With cargo volumes in the Port of New York and New Jersey continuing to exceed projections, the Port Authority has launched a study to explore what it must do to keep the port the leading East Coast destination for international shippers.

During the Board of Commissioners meeting, Deputy Executive Director Susan Bass Levin briefed board members on the strategic business assessment, which began earlier this month and will be completed in early 2009.

The assessment will explore land use issues, including terminal capacity and space that may be needed to handle future cargo growth in a financially and environmentally sustainable manner. It also will look at cargo projections and ways to boost port productivity.

“With the demand for consumer goods rising and the construction of bigger ships under way, we must immediately plan the port’s future,” Ms. Bass Levin said. “This assessment will give us the tools we need to face port capacity issues head-on, and to make the strategic investments we need to ensure continuing cargo growth.”

Port Authority Chairman Anthony R. Coscia said, “The future success of our port and the region’s economy hinge on our ability to efficiently handle all of the cargo that wants to come here. Today our port is the leading East Coast destination for international shippers because of forward-looking investments we’ve made over the last few decades, and this study will help us to identify how to accommodate even greater volumes of cargo in the years ahead.”

Port Authority Executive Director Chris Ward said, “As previous studies have told us, our port cargo volumes are growing phenomenally – doubling over the next 10 years – and we need to plan for the future now. This assessment will help us to look outside the box and come up with innovative ways to handle more cargo on existing and new land. It will give us a road map on what we can do.”

To begin to plan for future land use, the Port Authority in March acquired 119 acres on the eastern end of the Port Jersey peninsula in Jersey City for redevelopment of new cargo container space. The property was added by purchasing the remaining years on Northeast Auto Terminal’s auto processing facility lease with the Port Authority.

With the changes taking place and the dramatic cargo growth in the Port of New York and New Jersey, an update of a previous study, completed in 2006, is required.
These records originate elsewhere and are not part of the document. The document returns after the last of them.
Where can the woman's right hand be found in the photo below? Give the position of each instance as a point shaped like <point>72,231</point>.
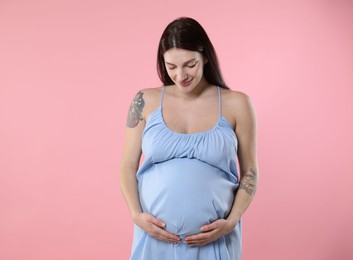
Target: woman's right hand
<point>154,227</point>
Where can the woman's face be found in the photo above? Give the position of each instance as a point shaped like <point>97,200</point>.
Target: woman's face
<point>184,67</point>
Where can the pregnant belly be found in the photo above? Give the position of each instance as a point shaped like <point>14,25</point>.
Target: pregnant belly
<point>186,194</point>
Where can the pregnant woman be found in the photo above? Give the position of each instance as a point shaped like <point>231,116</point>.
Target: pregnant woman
<point>187,197</point>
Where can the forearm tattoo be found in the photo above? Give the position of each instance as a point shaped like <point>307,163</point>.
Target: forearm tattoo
<point>248,182</point>
<point>135,111</point>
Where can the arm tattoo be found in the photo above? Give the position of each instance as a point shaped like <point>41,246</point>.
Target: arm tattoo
<point>248,182</point>
<point>135,111</point>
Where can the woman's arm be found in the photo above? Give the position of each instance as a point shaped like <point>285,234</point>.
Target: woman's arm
<point>129,165</point>
<point>246,133</point>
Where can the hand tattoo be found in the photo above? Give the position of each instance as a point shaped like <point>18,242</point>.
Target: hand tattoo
<point>248,182</point>
<point>135,111</point>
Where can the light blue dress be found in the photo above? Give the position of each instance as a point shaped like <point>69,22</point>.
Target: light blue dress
<point>187,180</point>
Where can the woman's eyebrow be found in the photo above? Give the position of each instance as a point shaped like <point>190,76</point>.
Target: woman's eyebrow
<point>183,63</point>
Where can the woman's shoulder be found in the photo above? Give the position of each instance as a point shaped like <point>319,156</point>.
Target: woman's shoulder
<point>236,104</point>
<point>235,97</point>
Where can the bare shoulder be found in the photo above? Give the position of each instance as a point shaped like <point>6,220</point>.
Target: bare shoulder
<point>237,105</point>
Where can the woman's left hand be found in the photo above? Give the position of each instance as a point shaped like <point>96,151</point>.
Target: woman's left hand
<point>209,233</point>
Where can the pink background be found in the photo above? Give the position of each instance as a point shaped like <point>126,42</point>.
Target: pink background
<point>68,70</point>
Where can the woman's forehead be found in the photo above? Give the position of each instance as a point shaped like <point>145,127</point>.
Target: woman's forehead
<point>180,55</point>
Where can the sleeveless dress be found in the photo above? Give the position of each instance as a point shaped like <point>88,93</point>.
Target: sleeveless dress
<point>187,180</point>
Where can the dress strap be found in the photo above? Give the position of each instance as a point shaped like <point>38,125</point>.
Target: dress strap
<point>161,98</point>
<point>219,102</point>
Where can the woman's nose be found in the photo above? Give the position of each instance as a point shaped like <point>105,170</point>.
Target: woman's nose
<point>180,75</point>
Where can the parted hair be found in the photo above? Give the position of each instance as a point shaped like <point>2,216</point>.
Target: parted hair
<point>186,33</point>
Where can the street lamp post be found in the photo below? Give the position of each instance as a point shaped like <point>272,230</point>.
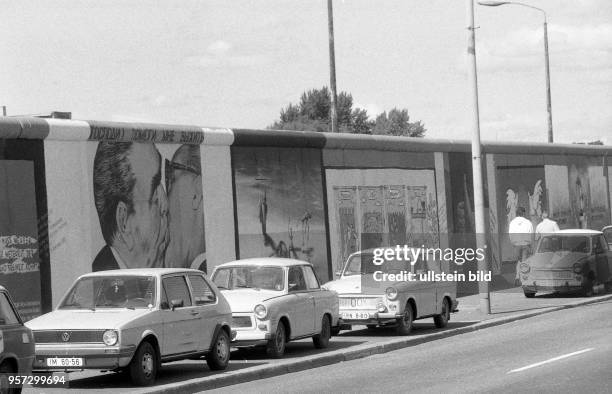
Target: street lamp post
<point>548,100</point>
<point>479,221</point>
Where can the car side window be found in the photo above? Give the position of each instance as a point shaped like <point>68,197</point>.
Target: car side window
<point>296,279</point>
<point>311,279</point>
<point>177,291</point>
<point>202,292</point>
<point>7,313</point>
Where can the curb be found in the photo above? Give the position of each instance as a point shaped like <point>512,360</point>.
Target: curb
<point>361,351</point>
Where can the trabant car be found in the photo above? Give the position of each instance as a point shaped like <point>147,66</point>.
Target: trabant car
<point>133,320</point>
<point>276,300</point>
<point>16,345</point>
<point>567,261</point>
<point>397,303</point>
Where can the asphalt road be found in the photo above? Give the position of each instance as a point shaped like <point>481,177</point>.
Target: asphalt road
<point>567,351</point>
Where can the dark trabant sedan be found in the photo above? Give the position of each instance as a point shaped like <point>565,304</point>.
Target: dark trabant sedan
<point>568,260</point>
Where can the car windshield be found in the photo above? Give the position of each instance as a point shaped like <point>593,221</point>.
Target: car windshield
<point>558,243</point>
<point>255,277</point>
<point>111,292</point>
<point>363,264</point>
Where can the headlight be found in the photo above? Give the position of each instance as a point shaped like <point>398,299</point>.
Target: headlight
<point>110,337</point>
<point>260,311</point>
<point>391,293</point>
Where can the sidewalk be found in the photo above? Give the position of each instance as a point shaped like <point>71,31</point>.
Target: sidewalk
<point>506,306</point>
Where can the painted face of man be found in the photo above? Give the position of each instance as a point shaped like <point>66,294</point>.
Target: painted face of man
<point>148,223</point>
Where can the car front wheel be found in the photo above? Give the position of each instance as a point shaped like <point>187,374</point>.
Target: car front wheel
<point>321,340</point>
<point>143,367</point>
<point>276,345</point>
<point>404,324</point>
<point>441,320</point>
<point>218,358</point>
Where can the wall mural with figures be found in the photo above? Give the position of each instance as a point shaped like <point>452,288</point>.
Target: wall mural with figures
<point>519,187</point>
<point>279,202</point>
<point>370,208</point>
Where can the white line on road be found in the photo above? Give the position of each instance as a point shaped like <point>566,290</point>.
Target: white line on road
<point>550,360</point>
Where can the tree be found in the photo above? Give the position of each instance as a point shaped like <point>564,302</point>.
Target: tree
<point>313,111</point>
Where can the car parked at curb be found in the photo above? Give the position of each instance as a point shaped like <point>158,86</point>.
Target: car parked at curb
<point>568,261</point>
<point>276,300</point>
<point>133,320</point>
<point>16,344</point>
<point>391,303</point>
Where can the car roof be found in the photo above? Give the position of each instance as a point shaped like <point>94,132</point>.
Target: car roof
<point>578,231</point>
<point>261,261</point>
<point>142,271</point>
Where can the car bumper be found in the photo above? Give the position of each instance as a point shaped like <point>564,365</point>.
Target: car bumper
<point>551,285</point>
<point>93,356</point>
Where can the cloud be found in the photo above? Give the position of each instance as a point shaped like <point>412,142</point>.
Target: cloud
<point>570,48</point>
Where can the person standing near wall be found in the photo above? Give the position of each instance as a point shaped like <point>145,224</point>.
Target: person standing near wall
<point>132,205</point>
<point>521,234</point>
<point>546,226</point>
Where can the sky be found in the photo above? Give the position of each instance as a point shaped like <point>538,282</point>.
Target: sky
<point>236,63</point>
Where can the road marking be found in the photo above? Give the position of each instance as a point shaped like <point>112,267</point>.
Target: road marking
<point>550,360</point>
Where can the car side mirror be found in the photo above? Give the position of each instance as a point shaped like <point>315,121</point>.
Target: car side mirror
<point>176,304</point>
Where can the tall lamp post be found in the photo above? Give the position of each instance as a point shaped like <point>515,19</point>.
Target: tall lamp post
<point>548,101</point>
<point>479,217</point>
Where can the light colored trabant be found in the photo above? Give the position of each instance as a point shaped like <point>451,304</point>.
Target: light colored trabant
<point>567,261</point>
<point>275,300</point>
<point>397,302</point>
<point>16,345</point>
<point>135,319</point>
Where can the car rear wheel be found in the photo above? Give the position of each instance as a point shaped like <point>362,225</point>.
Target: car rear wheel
<point>218,358</point>
<point>321,340</point>
<point>404,324</point>
<point>6,368</point>
<point>441,320</point>
<point>143,367</point>
<point>276,345</point>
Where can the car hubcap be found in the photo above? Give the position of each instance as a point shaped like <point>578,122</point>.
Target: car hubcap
<point>147,364</point>
<point>222,348</point>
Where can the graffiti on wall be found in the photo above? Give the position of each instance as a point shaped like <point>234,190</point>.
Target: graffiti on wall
<point>369,209</point>
<point>149,206</point>
<point>279,202</point>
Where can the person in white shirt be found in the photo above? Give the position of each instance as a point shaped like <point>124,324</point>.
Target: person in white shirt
<point>520,231</point>
<point>546,226</point>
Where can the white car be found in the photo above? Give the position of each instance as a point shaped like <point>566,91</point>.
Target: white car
<point>275,300</point>
<point>133,320</point>
<point>396,303</point>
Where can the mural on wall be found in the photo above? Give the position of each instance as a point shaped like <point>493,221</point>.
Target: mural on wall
<point>279,203</point>
<point>384,212</point>
<point>19,248</point>
<point>557,182</point>
<point>149,206</point>
<point>519,187</point>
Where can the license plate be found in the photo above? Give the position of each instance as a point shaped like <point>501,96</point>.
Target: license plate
<point>65,362</point>
<point>355,315</point>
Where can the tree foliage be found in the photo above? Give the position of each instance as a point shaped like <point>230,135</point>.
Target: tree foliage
<point>312,113</point>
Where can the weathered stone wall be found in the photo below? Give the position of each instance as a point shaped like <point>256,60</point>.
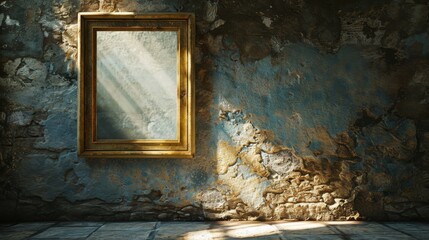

That study, the Comprehensive Port Improvement Plan, found that the port would not exceed five million teus (20-foot equivalent units) until 2015. The port surpassed that number in 2006. In 2007, the port handled 5.3 million teus.

The study also found that the port would handle approximately 674,000 vehicles by the year 2020. In 2007, the port handled 930,298 vehicles.

In its 2007-2016 Capital Plan, the Port Authority budgeted $2 billion for improvements to the port, including off-port road improvements, the completion of the ExpressRail system and the deepening of the harbor’s channels to 50 feet.

In conjunction with its port improvement program, the Port Authority has taken an aggressive role as environmental stewards of the New York Harbor. The agency’s program includes initiatives that have reduced greenhouse gas emissions related to port operations, such as the $600 million ExpressRail program to decrease the amount of cargo shipped by truck; the retrofitting of Staten Island ferries; modernization of on-port cargo-handling equipment to meet more stringent standards; the use of low-sulfur diesel fuel in this equipment, and projects to examine greener on-port vehicles.